Un súper PAC afiliado a las criptomonedas ha gastado más de 4,2 millones de dólares para influir en las primarias demócratas en el distrito 13 del Congreso de Georgia, lo que subraya el impulso masivo de los grupos de la industria para dar forma a las elecciones de 2026.
"Saben que un votante republicano no quiere saber nada de un súper PAC que apoya a candidatos demócratas. Están dividiendo este dinero para intentar presentar su mensaje de la forma más persuasiva posible a su público objetivo", afirmó Shanna Ports, asesora jurídica principal del Campaign Legal Center, en una entrevista reciente.
El grupo, Protect Progress, ha dirigido los fondos para apoyar a la representante estatal Jasmine Clark. Los datos de la Comisión Federal de Elecciones muestran que el gasto es parte de una estrategia más amplia de su afiliada, Fairshake, que también ha inyectado más de 2,8 millones de dólares en una segunda vuelta en Texas para oponerse al representante Al Green. Fairshake, que cuenta con el respaldo de empresas de criptomonedas como Coinbase y Ripple Labs, utiliza una rama enfocada en los republicanos llamada Defend American Jobs para influir en las primarias del Partido Republicano.

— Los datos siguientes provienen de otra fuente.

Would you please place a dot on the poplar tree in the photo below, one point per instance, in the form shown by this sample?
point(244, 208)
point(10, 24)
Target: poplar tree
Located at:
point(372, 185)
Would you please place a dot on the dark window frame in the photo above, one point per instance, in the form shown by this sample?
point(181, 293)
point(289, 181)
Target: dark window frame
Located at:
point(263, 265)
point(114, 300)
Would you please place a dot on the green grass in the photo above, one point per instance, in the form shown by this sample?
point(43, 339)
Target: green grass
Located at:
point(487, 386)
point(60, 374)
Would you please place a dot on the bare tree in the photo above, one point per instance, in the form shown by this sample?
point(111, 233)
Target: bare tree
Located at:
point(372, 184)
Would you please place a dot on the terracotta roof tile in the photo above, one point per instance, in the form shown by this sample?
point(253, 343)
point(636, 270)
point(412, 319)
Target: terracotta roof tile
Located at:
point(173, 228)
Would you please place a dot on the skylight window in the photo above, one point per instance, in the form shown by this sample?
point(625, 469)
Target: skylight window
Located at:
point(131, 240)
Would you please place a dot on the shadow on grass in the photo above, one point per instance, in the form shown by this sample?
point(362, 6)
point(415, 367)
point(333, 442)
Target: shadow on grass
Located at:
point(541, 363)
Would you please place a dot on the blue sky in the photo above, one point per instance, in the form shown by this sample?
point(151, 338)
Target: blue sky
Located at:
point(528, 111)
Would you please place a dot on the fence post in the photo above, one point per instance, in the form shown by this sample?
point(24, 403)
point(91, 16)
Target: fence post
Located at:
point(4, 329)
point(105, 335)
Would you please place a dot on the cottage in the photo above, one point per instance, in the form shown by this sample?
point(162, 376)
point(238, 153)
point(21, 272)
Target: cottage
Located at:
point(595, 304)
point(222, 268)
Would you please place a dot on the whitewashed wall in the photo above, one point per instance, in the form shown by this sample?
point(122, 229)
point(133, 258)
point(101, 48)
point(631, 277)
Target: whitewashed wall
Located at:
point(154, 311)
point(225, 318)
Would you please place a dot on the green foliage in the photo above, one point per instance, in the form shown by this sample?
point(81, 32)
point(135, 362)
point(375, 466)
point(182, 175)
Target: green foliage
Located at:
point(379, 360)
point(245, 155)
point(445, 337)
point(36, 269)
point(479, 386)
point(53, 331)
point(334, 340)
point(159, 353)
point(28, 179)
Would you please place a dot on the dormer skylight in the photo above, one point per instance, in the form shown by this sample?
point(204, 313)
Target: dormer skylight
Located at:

Esta ofensiva de gasto pone a prueba la capacidad de la industria de las criptomonedas para elegir candidatos favorables y defenderse de una regulación más estricta, con contiendas clave en Georgia, Texas y California como principales campos de batalla. El resultado de estas competiciones podría determinar el futuro de la legislación sobre activos digitales en los EE. UU.
Un nuevo manual para la influencia política
La estrategia de utilizar filiales específicas de un partido es una nueva evolución en la financiación de campañas, que difiere de los súper PAC "emergentes" utilizados recientemente por otros grupos de presión. El lobby pro-Israel AIPAC ha sido vinculado a varios PAC de reciente creación que surgen justo antes de una elección para ocultar sus fuentes de financiación hasta después de que se emiten los votos, una táctica vista en las recientes primarias de Illinois y Michigan.
Las industrias de la criptografía y la inteligencia artificial han adoptado el modelo de afiliadas. La estructura de Fairshake permite a los donantes contribuir específicamente a causas demócratas o republicanas. Por ejemplo, el megadonante demócrata Ron Conway ha donado a Protect Progress, mientras que la firma de capital de riesgo Andreessen Horowitz ha financiado al PAC matriz. Un modelo similar es utilizado por el súper PAC centrado en la IA Leading the Future, que opera Think Big, alineado con los demócratas, y American Mission, alineado con los republicanos.
Candidatos de California contraatacan
Mientras que algunos candidatos acogen con satisfacción el apoyo, otros hacen campaña activamente contra la influencia de estos grupos externos. En California, un PAC independiente respaldado por el sector cripto llamado Grow California ha gastado más de 500.000 dólares en anuncios negativos dirigidos a la demócrata progresista Jackie Elward y más de 952.000 dólares contra John Erickson en una carrera por el Senado estatal.
Ambos candidatos han denunciado públicamente el gasto. "Cuando los multimillonarios de las criptomonedas y las personas que odian el trabajo están en tu contra, bueno, ya sabes lo que dicen: 'Dime quiénes son tus enemigos y te diré dónde estás parado'", dijo Erickson.
El gasto de alto perfil también puede crear un dilemma para los candidatos a los que pretende ayudar. En Georgia, Jasmine Clark pareció eliminar una publicación en las redes sociales de marzo que elogiaba los activos digitales como "el futuro", lo que sugiere un posible deseo de distanciarse de sus nuevos patrocinadores de alto gasto.
Este artículo tiene únicamente fines informativos y no constituye asesoramiento de inversión.